Some construction unions have volunteered to build the structure and donate the materials. The current rendering shows a 10-foot, metal pyramid crowned by a foot-tall ankh, the ancient Egyptian symbol for eternal life that resembles a cross with a loop on top.

Kay Onwukwe, lead architect of the Africentric campus project, said the ankh might be replaced by a glass cap that lights up at night. Base lights will make the pyramid appear to be "floating" six to 10 inches off the ground at night, Onwukwe said.

Onwukwe said he tried to honor Tennant's vision while reducing the cost down to $150,000 to $250,000, all donated by the unions.
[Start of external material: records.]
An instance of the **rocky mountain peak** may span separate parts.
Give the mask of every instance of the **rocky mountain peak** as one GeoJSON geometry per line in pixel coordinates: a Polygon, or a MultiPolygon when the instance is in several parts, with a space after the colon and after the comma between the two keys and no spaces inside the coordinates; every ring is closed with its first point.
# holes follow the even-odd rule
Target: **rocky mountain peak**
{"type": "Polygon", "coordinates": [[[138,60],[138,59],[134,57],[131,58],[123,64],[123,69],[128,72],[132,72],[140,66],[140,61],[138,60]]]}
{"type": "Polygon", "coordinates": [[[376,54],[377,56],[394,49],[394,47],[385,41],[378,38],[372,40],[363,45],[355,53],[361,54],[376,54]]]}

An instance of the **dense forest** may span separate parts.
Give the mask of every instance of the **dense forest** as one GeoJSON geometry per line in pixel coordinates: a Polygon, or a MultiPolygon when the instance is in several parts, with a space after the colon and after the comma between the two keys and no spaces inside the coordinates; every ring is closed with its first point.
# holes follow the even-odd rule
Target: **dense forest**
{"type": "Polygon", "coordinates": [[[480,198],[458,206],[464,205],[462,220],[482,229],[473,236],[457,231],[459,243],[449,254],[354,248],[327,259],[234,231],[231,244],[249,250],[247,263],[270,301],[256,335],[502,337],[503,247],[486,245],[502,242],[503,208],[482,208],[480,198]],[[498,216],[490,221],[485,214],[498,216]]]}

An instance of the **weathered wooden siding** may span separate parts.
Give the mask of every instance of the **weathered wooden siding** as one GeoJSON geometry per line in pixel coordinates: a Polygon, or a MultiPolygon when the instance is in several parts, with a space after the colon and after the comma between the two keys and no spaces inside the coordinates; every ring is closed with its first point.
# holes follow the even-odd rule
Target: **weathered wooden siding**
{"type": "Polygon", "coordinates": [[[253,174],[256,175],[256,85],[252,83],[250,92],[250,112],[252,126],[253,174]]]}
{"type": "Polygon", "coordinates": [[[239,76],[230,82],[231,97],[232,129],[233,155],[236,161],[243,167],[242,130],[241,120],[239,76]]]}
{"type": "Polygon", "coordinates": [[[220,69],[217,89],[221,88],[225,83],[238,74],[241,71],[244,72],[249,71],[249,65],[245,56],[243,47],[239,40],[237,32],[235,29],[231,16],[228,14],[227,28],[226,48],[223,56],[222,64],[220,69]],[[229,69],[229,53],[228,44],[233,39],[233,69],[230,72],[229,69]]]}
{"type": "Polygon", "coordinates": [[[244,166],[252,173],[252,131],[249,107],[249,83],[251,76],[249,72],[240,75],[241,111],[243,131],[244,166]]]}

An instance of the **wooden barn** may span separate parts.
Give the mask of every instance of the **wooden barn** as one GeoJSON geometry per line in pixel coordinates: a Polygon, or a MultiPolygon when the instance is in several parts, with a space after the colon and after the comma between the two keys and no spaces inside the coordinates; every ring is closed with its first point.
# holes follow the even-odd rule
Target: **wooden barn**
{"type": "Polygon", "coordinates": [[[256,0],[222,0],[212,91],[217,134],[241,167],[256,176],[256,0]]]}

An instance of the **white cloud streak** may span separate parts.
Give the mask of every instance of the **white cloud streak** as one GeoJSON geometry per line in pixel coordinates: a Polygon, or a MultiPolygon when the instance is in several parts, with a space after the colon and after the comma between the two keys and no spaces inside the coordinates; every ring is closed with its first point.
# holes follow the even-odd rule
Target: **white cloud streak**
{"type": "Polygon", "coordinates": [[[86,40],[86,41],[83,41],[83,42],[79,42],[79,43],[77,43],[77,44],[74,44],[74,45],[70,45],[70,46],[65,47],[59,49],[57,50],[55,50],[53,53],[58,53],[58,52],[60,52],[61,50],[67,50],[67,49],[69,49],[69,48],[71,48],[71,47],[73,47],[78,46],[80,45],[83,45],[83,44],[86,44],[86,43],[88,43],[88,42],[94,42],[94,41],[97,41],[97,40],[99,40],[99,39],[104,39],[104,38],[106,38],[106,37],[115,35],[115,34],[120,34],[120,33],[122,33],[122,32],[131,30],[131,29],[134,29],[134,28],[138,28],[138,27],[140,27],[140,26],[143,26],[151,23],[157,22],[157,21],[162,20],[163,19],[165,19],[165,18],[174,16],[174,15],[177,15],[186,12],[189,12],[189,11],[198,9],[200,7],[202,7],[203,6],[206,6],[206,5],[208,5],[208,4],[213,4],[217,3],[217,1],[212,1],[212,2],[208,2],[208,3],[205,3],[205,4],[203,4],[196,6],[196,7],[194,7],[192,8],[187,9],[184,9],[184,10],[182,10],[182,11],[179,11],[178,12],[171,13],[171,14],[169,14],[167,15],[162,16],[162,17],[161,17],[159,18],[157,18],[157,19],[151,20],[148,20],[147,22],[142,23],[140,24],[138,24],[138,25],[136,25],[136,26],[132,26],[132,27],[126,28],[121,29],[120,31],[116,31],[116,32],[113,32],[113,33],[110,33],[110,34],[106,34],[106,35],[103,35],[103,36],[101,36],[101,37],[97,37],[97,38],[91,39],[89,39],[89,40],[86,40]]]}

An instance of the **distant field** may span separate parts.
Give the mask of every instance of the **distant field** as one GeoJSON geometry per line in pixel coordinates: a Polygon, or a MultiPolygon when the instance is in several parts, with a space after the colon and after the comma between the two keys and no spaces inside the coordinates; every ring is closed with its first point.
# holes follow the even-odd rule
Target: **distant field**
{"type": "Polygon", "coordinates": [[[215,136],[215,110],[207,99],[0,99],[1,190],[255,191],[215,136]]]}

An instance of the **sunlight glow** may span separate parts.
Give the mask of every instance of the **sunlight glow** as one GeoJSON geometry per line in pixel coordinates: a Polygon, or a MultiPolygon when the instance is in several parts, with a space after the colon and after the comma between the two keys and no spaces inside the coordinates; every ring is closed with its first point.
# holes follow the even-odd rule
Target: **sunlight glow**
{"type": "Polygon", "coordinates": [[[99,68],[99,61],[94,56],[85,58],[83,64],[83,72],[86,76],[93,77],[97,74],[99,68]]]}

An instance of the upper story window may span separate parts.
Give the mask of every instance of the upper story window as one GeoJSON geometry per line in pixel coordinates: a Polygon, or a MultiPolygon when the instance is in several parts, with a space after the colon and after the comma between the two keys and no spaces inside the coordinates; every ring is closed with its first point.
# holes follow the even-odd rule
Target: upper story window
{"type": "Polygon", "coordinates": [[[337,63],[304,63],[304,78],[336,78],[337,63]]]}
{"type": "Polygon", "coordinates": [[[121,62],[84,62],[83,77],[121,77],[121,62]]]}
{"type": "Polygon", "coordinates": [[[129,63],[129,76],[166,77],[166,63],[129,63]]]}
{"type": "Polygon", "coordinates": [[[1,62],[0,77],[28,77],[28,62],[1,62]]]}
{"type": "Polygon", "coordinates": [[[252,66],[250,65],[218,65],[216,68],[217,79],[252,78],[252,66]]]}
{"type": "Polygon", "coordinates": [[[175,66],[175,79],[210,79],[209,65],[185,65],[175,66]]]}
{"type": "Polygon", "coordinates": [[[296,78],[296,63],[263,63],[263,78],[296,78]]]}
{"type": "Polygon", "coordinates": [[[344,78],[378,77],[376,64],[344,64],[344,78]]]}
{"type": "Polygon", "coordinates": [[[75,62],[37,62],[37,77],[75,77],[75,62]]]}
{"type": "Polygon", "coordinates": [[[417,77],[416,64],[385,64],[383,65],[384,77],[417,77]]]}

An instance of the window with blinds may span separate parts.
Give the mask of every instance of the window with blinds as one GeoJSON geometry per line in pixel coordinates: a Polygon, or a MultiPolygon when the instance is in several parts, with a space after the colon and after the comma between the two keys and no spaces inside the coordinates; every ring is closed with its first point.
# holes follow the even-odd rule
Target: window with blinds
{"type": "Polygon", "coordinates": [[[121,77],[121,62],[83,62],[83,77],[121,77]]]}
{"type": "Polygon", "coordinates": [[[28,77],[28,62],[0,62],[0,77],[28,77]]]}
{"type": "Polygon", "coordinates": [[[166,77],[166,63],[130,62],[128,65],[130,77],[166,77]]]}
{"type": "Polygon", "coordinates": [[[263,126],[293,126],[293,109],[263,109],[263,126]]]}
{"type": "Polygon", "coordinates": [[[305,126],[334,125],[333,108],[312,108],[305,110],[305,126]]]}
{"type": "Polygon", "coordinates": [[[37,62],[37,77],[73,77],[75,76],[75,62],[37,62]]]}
"He wanted to make it out of brick, stone, something that has some dignity and stability," Onwukwe said. "I tried to convince him that the engineering work would be more expensive."

In 2016, Tennant told the school board at a meeting that the new school should have a Nubian pyramid. Ancient Nubia, in the Nile valley, was known for its gold and military prowess. Their pyramids, smaller, narrower and steeper than Egyptian pyramids, still stand.

The school's sports teams are nicknamed the Nubians.

Tennant told The Dispatch in December that the idea came to him in a vision; he saw a 15-foot pyramid, "and it's going to light up at night."

While not exactly what he described, the proposal is great, said Tennant, who championed the creation of the school and has influenced its design.

"It's kind of an abstract version," he said.

"We have some liberty with this. It's an art project," said Rich Manley, training director with the Plumbers and Pipefitters Local Union 189, which is donating materials and welders. The steel to be used is a type that purposefully rusts before a coating is applied to stop further rusting, giving it a reddish-brown look. It will be etched to resemble stone blocks.

"It will have almost like a dull shine to it," said Jeff Carey, a welder and business agent with the Pipefitters Local 189.

Electricians and carpenters unions also are participating in the project, and it's possible that district vocational students pursuing trades careers will help build the pyramid, said Scott Varner, spokesman for Columbus City Schools. But the tight schedule — trying to complete it before the start of school in the fall — might limit student help, he said.

The new, $40 million Africentric K-12 campus opened in January on a 52-acre site about a half-mile southeast of John Glenn Columbus International Airport, and includes the first new high school built by the district since Mifflin High School opened in 1977 and the district's largest sports arena. The school relocated there from its old site near German Village, where it had operated since 1996.